4. Application Examples and Practical Templates
Psychology-informed prompt templates are concretely adapted to diverse psychological constructs:
| Construct | Zero-Shot Prompt | Few-Shot Example Prompt (Excerpt) |
|---|---|---|
| Self-Efficacy | "Self-efficacy is a person’s belief in their capacity to perform specific tasks successfully. Classify... Respond 'High' or 'Low'." | "Example: 'I’ve never coded before, but I’m confident...' → High; ... Now classify: {TEXT}" |
| Conformity | "Conformity is the tendency to align... Determine whether... Respond 'Yes' or 'No'." | "Example: 'All my friends agreed... I said it sounded fine too.' → Yes... Evaluate: {TEXT}" |
| Depression/MMPI | “Please, you are now playing the role of {role}. {Persona descriptor} {Psych bias}. Answer the next statement 'true' or 'false': '{item}'” | N/A; persona descriptors and bias statements vary by MMPI scale/intensity (Vasiliuk et al., 9 Dec 2025) |
Each template explicitly foregrounds theoretical definitions, constrains outputs, and demonstrates application via contextually grounded examples or scenario-generated biases, mirroring psychometric test design (Vasiliuk et al., 9 Dec 2025).
5. Evaluation, Limitations, and Best Practices
Systematic evaluation protocols are essential:
- Data splitting—ensure Training, Development, and Testing are separated by participant/document to avoid leakage.
- Empirical selection—bench test all prompt variants, supplementing manual creation with LLM-generated alternatives.
- Reporting and uncertainty quantification—publish accuracy, precision, recall, F₁ with bootstrapped CIs for transparency.
- Technique prioritization—deploy additive techniques (persona, CoT, explanations) only if empirical gains remain after prompt selection.
- Validation—hold out a Test set as a final, unbiased arbiter rather than tuning/optimizing on it.
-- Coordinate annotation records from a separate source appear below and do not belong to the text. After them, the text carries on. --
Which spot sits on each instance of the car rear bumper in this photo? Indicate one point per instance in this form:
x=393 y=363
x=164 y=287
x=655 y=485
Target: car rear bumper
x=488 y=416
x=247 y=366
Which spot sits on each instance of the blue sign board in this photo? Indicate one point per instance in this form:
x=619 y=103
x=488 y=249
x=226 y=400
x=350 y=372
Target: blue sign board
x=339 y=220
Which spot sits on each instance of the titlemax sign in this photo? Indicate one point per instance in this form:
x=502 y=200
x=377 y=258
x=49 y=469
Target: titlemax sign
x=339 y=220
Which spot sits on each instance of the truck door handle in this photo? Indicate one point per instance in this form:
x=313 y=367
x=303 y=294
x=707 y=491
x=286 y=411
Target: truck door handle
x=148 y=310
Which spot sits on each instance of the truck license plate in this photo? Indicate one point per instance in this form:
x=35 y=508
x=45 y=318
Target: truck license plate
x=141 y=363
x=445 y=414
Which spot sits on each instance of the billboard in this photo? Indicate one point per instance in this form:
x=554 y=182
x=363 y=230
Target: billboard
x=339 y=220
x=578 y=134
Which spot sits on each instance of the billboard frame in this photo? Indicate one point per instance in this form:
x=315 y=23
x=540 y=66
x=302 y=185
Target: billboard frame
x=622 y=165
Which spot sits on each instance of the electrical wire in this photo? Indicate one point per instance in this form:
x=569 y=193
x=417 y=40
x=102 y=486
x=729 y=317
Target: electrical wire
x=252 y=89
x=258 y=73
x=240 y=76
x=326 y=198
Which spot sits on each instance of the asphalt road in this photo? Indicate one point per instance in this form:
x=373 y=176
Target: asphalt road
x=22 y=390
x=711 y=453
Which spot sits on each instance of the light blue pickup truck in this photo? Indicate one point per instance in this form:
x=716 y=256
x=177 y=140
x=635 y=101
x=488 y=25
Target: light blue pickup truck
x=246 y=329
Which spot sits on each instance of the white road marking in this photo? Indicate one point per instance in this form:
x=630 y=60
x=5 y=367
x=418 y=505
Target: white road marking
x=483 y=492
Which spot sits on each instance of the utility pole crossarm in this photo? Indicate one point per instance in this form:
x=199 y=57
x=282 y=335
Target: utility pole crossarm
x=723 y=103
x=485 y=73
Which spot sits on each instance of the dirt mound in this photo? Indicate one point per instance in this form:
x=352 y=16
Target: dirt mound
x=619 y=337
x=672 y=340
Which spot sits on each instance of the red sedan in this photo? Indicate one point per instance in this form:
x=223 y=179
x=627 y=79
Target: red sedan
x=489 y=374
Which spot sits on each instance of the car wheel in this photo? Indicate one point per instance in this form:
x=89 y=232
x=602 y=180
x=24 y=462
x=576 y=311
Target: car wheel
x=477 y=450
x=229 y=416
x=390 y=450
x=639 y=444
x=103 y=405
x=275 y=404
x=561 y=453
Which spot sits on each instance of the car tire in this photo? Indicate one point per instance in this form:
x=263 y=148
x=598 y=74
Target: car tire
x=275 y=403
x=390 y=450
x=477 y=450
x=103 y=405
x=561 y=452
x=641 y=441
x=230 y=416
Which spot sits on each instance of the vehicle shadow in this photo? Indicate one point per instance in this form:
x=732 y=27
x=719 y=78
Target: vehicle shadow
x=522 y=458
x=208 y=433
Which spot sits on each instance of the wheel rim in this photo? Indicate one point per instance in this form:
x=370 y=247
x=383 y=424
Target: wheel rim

Principal limitations include the computational cost of large-scale prompt variant generation and evaluation, as well as potential construct drift if psychological definitions are not consistently operationalized. Additive techniques may increase token load without proportional gains and should be used judiciously (Anglin et al., 3 Dec 2025).
6. Broader Context and Future Research Directions
Psychology-informed prompt engineering is part of a broader movement toward theory-driven, empirically grounded LLM alignment in applied, clinical, and social science domains. It emphasizes:
- Structurally sound prompts—anchoring model outputs in validated domain theory.
- Empirical rigor—using holdout validation to prevent overfitting to spurious prompt artifacts.
- Scalable synthesis—merging human expertise, LLM-in-the-loop mutational search, and high-throughput evaluation.
- Cross-domain generalizability—applicability across subfields (e.g., therapeutic reflection prompts, MMPI emulation, construct classification).
Continued progress requires integrating advancements in prompt optimization algorithms, interpretability techniques for LLM outputs, and harmonization with evolving psychological taxonomies and assessment best practices (Anglin et al., 3 Dec 2025, Vasiliuk et al., 9 Dec 2025). Open questions include the optimal tradeoff between prompt specificity and generalization, cost-effective large-scale prompt exploration, and the translation of LLM-based construct identification into high-stakes applied settings.
By following these empirically validated, theory-driven frameworks, researchers can reliably align LLM outputs with expert human codes and advance the use of LLMs as valid and interpretable instruments in psychological research and practice (Anglin et al., 3 Dec 2025).